Their unhealthy teachings have hurt this country's progress towards equality and manipulated generations of Christians. Their influence has been harmful all along, but this is different. The law has changed, and I can promise you that in church after church, congregations are gathering to celebrate this "victory" on abortion rights in Texas. And Texas is just the beginning. More states will follow this blueprint, and the Supreme Court appears willing to turn a blind eye to the rights of women.
Evangelicals are celebrating with no concern for the lives this law will affect or the message it communicates. This isn't just Trump saying another stupid thing, or an offensive proposal, or another display of ignorance on display. This is an enacted law denying the rights of women to control their own bodies — and it was dreamed up and strategized by the evangelical church. Without evangelical theology this entire thing would be a non-issue.
Evangelical churches certainly aren't fighting to make their believers take the COVID vaccine. Pastors are adamant that this is a free country and we can all determine what happens to our own bodies.
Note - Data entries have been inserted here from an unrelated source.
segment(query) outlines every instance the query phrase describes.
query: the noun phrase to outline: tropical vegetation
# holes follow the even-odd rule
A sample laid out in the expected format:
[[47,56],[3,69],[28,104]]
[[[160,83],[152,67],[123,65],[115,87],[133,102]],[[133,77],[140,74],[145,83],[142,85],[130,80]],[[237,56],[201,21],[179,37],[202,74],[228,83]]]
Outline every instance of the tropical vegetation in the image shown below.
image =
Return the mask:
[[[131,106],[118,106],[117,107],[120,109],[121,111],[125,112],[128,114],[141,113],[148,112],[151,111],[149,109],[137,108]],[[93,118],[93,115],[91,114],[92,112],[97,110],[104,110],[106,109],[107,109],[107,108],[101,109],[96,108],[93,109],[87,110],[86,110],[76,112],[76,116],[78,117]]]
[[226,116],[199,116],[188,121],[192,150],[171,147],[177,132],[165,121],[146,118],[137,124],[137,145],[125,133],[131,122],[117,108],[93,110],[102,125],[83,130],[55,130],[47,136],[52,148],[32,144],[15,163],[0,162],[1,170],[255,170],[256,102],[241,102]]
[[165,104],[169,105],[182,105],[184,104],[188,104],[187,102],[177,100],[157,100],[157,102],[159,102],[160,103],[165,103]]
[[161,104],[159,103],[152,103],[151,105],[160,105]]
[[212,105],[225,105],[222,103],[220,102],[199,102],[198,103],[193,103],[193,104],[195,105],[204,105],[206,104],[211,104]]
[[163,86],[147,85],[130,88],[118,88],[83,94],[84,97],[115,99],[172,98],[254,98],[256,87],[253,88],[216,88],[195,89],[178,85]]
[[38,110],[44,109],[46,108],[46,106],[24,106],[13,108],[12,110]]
Unless, of course, you are a woman, in which case the church stops talking about fundamental American rights.
Whether I watch Fox News or CNN, everyone agrees that the Taliban's severe crackdown on the rights of women in Afghanistan is a terrible thing. The U.S. promotes itself as a democracy not a theocracy like the Taliban regime. I understand that evangelicals will see this comparison as unfair, but it is still a matter of people of faith using that faith to limit the rights of a group of people, using the strong arm of government.
I have no words of affirmation as I would normally when discussing other political and religious issues. These evangelicals have simply gone too far. I feel compelled to encourage those outside the evangelical church to stay away from it. If you are caught up in that mess, get out. Leaders of the evangelical church are blind guides leading you into the devil's trap. I thank God for a guide like Dr. Parker and her years of commitment to the fights that need to fought. I try to honor the time she spent with me by doing what I can to change some minds, and through them perhaps some. Politics is not my expertise, but my advice to President Biden is simple: Pack the court! Never mind precedent and tradition, or how it looks to your enemies. Just do the work to protect your nation's citizens.